Podcasts have become my thing as of late (especially since I’ve been fasting from my music, more on this in a later post).
I listened to one where the host talked about personal growth. She said there isn’t real growth in someone unless that someone perseveres through challenges.
I liked and hated this statement.
I liked it because yes, I’m all about growth and progress.
I hated it because, man…have I really grown that much, then?
I feel as if I want to give up right away when something becomes too stressful or challenging. I’m like a dandelion instead of an oak. Dust instead of stone.
I find comfort in running away from what scares me or from what is difficult.
Already I was thinking of excuses, thinking of instances when not persevering might be appropriate: Well what if _______ is really not for me and that’s why I’m struggling through it so much? That’s a good enough reason to quit, isn’t it?
While I do believe that has truth (e.g., grad school for me) I think there have been some things I shied away from purely because I didn’t want to struggle through them. I hate struggling. I mean, who doesn’t?
So I kind of cringe when things that are supposed to be encouraging and uplifting have the opposite affect on me. (Ughhh I really don’t want to watch this motivational video because I know I’ll feel a direct rebuke to my own drive and motivation.)
I know, what a baby I am right? Everything in life doesn’t come easy.
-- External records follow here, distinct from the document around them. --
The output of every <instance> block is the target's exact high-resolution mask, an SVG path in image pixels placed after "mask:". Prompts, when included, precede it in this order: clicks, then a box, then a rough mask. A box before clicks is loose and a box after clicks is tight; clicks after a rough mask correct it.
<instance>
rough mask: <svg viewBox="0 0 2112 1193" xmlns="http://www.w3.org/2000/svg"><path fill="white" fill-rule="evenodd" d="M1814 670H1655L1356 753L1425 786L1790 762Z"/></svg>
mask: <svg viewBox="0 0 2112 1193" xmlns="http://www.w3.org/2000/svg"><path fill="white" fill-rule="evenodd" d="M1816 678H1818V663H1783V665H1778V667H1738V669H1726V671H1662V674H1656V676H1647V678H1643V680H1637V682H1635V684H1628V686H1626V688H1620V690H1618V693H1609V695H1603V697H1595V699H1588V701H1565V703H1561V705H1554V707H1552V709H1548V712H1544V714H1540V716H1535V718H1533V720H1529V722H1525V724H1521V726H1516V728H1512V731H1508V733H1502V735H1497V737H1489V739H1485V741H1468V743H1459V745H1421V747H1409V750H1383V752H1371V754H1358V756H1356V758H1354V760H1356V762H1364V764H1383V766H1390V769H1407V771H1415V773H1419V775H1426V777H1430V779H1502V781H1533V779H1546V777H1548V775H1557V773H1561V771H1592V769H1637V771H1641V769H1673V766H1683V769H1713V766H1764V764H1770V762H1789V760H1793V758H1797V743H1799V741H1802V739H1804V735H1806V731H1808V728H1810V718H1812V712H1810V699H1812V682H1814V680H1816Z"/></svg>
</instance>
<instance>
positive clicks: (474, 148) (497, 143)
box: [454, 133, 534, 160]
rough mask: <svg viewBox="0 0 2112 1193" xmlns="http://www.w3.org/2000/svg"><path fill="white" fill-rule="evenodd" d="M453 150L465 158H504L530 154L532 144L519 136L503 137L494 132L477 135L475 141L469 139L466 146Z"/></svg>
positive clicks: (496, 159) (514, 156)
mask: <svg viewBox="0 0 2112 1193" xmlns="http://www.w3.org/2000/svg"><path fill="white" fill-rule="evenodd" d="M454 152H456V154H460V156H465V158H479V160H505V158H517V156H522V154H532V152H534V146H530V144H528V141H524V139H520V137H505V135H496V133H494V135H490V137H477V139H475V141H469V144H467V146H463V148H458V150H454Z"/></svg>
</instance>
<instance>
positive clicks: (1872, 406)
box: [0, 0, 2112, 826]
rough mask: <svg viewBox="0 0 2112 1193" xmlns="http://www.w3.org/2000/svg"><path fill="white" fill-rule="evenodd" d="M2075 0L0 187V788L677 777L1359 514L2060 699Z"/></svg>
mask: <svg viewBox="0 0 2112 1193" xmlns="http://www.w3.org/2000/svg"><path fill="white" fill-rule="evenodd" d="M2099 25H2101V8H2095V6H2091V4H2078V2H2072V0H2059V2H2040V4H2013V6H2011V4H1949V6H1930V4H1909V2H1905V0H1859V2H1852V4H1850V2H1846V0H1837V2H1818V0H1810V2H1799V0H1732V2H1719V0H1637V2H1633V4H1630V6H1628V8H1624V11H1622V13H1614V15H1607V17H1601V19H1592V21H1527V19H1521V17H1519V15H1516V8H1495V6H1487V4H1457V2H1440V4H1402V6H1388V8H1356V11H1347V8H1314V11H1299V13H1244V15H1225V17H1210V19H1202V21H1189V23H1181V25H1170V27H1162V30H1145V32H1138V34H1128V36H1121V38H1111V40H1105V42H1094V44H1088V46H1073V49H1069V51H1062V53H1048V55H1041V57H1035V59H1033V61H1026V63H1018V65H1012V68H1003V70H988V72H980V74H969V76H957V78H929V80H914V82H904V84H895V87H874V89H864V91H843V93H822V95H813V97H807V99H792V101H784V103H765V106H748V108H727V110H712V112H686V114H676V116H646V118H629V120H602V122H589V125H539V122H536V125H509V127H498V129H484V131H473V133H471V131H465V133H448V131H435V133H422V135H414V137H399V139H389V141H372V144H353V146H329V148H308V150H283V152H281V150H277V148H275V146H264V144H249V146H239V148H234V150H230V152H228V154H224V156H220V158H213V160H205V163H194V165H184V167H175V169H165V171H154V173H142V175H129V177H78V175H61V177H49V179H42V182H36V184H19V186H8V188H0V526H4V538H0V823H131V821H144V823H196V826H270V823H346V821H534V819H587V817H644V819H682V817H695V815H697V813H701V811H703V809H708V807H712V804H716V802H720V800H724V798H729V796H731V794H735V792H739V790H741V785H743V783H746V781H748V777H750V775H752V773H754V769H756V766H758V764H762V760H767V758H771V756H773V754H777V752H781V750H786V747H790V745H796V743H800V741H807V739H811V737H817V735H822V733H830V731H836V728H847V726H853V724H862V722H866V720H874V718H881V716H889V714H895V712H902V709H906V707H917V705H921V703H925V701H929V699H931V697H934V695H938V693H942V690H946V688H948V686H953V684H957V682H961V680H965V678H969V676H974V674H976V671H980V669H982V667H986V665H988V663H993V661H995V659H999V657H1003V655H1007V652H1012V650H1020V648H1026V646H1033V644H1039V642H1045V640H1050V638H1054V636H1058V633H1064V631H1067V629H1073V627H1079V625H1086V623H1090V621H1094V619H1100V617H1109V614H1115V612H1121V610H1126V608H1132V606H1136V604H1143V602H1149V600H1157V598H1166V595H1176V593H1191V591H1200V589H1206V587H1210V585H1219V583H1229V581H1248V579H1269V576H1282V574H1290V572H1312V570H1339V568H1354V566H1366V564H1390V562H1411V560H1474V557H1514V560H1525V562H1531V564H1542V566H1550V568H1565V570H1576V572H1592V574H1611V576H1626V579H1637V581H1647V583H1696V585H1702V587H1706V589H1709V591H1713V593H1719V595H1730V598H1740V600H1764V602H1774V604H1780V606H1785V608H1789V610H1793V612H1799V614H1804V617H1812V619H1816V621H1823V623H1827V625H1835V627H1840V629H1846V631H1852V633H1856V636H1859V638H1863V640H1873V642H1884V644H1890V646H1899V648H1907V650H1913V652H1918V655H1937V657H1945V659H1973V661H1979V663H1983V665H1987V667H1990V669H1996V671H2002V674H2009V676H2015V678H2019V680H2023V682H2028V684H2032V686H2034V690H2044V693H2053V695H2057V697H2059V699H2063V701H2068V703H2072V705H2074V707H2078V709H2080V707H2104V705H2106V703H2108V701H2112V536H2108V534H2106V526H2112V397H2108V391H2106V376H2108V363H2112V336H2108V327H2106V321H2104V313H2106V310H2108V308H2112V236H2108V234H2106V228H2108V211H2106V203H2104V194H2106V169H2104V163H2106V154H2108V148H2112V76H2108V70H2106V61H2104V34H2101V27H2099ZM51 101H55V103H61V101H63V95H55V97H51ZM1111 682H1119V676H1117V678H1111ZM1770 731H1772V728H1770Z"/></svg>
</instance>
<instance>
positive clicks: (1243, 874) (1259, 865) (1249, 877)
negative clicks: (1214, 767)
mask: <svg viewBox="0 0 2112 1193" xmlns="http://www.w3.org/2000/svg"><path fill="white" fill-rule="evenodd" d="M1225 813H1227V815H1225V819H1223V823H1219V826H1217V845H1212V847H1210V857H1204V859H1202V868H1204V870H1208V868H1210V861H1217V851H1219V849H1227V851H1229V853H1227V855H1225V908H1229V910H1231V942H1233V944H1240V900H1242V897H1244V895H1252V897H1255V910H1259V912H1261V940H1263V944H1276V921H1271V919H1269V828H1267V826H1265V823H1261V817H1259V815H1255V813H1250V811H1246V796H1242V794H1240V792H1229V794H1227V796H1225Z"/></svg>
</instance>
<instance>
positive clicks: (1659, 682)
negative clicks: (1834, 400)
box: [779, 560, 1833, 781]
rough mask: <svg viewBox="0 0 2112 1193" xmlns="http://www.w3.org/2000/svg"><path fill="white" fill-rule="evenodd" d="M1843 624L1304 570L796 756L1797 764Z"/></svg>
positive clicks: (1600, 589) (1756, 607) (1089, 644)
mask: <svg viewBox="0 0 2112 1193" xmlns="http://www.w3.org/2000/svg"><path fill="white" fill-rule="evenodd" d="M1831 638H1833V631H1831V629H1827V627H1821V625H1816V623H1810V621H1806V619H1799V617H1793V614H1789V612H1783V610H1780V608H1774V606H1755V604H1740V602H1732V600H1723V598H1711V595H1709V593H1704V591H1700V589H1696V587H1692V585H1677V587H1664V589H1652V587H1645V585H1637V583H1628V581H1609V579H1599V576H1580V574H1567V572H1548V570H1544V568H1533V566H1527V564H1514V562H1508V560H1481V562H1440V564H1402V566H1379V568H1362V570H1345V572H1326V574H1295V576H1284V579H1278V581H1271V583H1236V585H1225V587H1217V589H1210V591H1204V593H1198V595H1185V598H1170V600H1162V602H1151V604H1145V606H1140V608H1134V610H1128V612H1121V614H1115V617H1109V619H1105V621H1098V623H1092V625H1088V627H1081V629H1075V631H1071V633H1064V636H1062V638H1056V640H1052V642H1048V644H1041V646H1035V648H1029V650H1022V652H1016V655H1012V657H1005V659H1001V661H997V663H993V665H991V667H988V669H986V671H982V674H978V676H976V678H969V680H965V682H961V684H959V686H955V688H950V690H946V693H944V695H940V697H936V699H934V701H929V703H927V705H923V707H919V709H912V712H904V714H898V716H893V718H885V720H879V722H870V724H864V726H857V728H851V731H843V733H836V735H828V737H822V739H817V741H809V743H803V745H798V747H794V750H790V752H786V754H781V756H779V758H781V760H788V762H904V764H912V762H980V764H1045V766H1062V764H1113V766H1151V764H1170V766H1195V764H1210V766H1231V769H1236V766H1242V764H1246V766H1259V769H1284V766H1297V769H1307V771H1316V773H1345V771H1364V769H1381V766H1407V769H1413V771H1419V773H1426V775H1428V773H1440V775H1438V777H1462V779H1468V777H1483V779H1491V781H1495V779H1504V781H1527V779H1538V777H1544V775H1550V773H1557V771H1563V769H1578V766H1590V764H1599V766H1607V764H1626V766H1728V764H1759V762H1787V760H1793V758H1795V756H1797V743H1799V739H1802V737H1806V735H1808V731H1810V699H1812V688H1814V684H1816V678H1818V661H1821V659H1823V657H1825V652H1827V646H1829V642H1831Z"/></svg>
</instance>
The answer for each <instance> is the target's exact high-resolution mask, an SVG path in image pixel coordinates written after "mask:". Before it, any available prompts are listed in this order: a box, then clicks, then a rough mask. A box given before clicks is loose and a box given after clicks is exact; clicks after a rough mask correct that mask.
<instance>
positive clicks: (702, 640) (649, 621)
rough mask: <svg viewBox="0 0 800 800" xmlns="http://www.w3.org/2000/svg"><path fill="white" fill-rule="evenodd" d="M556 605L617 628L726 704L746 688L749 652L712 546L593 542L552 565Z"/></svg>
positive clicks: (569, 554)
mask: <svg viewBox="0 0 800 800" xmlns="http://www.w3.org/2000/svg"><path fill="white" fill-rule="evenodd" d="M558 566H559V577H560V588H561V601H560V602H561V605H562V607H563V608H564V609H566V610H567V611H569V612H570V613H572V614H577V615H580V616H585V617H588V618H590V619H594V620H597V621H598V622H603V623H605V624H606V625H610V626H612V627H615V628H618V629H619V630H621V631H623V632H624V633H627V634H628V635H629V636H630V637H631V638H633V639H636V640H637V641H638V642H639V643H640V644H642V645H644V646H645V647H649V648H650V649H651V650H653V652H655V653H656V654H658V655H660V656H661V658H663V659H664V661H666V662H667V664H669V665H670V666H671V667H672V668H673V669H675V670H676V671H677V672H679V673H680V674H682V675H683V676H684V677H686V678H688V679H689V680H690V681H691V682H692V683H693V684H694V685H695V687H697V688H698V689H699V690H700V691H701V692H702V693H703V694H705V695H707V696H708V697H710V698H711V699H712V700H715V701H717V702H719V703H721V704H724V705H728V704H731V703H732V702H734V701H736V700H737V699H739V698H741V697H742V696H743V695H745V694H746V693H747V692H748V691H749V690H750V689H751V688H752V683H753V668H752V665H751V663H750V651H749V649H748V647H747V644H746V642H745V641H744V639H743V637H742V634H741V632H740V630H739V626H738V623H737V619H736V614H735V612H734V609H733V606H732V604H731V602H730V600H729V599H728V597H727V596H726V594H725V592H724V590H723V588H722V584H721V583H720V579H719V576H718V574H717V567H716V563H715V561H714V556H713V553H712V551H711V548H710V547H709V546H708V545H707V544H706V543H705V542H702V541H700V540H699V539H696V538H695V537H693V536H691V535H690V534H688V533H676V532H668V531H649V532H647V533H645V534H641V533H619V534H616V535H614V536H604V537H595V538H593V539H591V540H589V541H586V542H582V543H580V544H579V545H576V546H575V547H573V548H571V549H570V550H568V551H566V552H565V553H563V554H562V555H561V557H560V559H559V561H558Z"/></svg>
You have to work for things and work through things.
One of the things I have psyched myself out of is parenthood. I’ve written about this one before, see my Panic on the Streets of Parenthood post.
Time after time I’m reminded of why I do not want children. Here are a few reasons:
- I like sleep.
- I like freedom to get a taro slush with boba at 8:30 p.m.
- I like only having to cook for two people.
- I like not having to worry about supporting another life form aside from my cat.
- I like the idea of bypassing the teenage phase entirely.
- I like not having to add an extra person into my love-o-sphere and therefore have to worry about that person all the bloody time.
I can go on.
But that last one is a biggie.
Call me a crazy Christian, but I believe our time here on Earth isn’t going to last much longer. And I also believe that things are going to get a heck of a lot worse than they are. And if I believe that, why the davies would I want to bring another being into this crazy, evil world?
So I could worry about her? So I could dread every waking moment we are apart? So I can deal with a potentially wayward son who after years of our caring and nurturing decides to damn us both to hell?
Like I said, I can think of countless reasons I don’t want to be a parent.
But then God showed me something. He planted a thought. And that was this: “Yes, parenthood is indeed a challenge. But it might be the challenge you need in this life.”
A challenge that I need to persevere through.
If God is leading, He will provide the strength for me to do it.
Wow. What a load of fear removed from my shoulders.
I don’t need to be afraid.
I trust God with my life. I trust God with the life of my children, should it be His will for us to have any. I will trust in Him.
And those challenges just might be what I need.